XX domenica del tempo ordinario

Per la seconda volta (la prima riguarda la guarigione miracolosa, a distanza, del servo del centurione romano) l’evangelista Matteo riferisce di un prodigio di Gesù operato a favore di uno straniero e per di più fuori dai confini della Palestina.

Desta però stupore, se non sgomento, la dinamica in virtù della quale Gesù perviene a farsi convincere di operare tale miracolo.

Desta stupore la sordità di Gesù di fronte all’urlo disperato della donna Cananea che implorava un intervento risolutore del malanno della figlia “vessata dal demonio”.

Ma desta anche stupore incredulo la risposta seccata data da Gesù ai discepoli che erano intervenuti in soccorso della donna.

Ma desta soprattutto stupore l’architettura logica che sostiene e determina il rifiuto di Gesù ad operare il miracolo richiesto.

Sono tre, infatti, i “non” di questa architettura logica: “Non le rispose neppure una parola” e “Non sono mandato se non alle pecore disperse della casa di Israele” e, quando è a contatto diretto con la donna, “Non è bene prendere il pane dei figli e gettarlo ai cagnolini”.

Detto per inciso, e con garbo, questa terza affermazione metaforica usata da Gesù nei confronti della donna è anche insolente, ma è proprio da questo divino insulto che parte la donna per far saltare con il grimaldello della sua fede “grande” la sordità di Gesù: “Sì, Signore, ma anche i cagnolini si nutrono delle briciole che cadono dalla mensa dei loro padroni”.

Formidabile la donna. Non si offende, non demorde, non si deprime, non lascia la presa… ed avviene il miracolo.

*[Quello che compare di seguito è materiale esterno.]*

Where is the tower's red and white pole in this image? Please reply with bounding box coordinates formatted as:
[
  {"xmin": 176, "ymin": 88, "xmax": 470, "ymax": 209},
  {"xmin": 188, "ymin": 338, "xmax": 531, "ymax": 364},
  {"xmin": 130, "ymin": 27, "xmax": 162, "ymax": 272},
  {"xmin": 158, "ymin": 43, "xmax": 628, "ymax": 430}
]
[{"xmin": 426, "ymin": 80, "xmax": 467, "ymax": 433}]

Formidabile anche l’esplosione gioiosa di Gesù: “Donna, grande è la tua fede”. Credo superfluo rimarcare l’insegnamento nascosto – rivelato tra le righe di questo episodio riportato da Matteo: che i confini del Regno di Dio sono altro da ciò che immaginiamo noi, che soltanto l’orazione corroborata da fede grande ottiene ascolto (seppur non immediato, come narra il racconto), che anche Dio può cambiare idea pur di non perdere la sua amata creatura… Una sorta di architettura logica che richiede una manutenzione accurata.

C’è molto da imparare per come vivere il rapporto di fede, quindi, anche al di là di schemi e di ritualità apprese. C’è molto da darsi da fare per ristrutturare l’architettura logica di una fede che voglia essere viva e forte.

Una architettura logica da ristrutturare quotidianamente (come si fa nell’edilizia) per non rischiare il deterioramento e magari anche il crollo di quella fede mendicante e “poca” spesso rimproverata, benevolmente, dallo stesso Gesù ai suoi intimi.